Dennis Wilson est de ceux-là. À vrai dire, c’est même la cible idéale. Mouton noir autoproclamé de la famille Wilson, dont il ne possède ni le génie absolu du frère aîné Brian, ni le sens de l’intrigue de l’infâme cousin Mike Love, c’est un weirdo au sein des weirdos, un jeune homme instable et influençable qui sort à 24 ans d’un divorce et trempe ses névroses dans le LSD, les masque par un sourire de fêtard constamment collé sur le visage, et des bitures à n’en plus finir. En bon manipulateur qu’il est, Manson joue avec ses insécurités et ne tardera pas à l’avoir sous sa coupe, en faisant malicieusement croire à sa proie que c’est elle qui l’a pris sous son aile.
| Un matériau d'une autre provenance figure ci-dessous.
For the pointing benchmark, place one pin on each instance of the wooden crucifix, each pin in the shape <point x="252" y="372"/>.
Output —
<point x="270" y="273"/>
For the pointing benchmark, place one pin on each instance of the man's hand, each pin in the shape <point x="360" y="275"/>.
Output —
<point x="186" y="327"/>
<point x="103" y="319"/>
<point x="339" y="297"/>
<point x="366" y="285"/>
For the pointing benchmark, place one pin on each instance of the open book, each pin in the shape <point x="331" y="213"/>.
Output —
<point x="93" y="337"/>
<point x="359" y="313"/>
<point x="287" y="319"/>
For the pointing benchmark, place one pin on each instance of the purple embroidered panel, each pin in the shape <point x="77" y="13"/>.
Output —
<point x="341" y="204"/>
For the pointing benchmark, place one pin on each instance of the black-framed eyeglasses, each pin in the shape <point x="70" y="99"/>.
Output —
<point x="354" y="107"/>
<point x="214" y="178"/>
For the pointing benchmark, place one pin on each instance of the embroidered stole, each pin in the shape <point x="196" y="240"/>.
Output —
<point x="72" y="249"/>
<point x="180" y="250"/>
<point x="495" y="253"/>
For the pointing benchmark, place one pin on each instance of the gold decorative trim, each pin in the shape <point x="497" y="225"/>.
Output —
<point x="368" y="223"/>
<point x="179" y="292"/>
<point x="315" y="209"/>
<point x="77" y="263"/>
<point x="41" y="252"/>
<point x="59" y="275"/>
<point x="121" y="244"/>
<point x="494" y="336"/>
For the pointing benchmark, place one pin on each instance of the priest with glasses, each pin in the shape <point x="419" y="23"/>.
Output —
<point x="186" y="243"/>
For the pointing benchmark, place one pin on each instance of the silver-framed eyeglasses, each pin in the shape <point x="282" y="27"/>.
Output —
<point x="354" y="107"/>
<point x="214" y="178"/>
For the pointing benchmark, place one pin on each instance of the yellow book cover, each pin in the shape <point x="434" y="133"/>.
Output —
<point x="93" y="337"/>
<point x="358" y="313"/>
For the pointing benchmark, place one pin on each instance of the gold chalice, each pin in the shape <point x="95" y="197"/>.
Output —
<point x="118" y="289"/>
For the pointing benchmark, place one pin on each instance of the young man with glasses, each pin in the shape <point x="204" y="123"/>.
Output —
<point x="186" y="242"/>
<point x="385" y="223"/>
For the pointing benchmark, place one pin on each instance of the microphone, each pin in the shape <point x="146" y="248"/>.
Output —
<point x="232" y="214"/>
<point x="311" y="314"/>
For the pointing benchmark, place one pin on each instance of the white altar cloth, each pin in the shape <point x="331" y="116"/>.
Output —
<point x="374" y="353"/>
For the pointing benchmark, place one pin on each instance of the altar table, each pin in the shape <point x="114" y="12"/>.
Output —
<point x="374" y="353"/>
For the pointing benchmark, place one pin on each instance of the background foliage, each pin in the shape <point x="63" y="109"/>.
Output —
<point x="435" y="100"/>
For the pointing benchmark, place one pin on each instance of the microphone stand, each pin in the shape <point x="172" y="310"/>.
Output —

La prise de contact est d’abord hésitante. En rentrant un soir d’une session d’enregistrement avec son groupe, Dennis Wilson trouve Manson sur le pas de sa porte. Il a entendu parler de lui en racontant aux deux auto-stoppeuses sa propre escapade en Inde avec le maître spirituel Maharishi Mahesh Yogi et les Beatles. Mais il ne savait pas que leur gourou à elles allait vraiment se pointer, de surcroît dans sa maison, sans y être invité, en lui baisant les pieds et en marmonnant des trucs incompréhensibles avec un regard de possédé. À l’intérieur, les disciples de Manson, au nombre d’une vingtaine, ont déjà pris possession du salon, et n’ont d’autre visée que d’y squatter pour une durée indéterminée. D’abord craintif, Wilson se laisse assez vite amadouer, grâce à ses deux consommations favorites – la drogue et les filles – que Manson se fera un plaisir de lui fournir à foison. La dynamique est alors claire entre les deux hommes : Manson sera le rabatteur et dealer officiel de Wilson, tandis que ce dernier l’aidera à percer dans la musique à l’aide de ses précieuses connexions avec le milieu.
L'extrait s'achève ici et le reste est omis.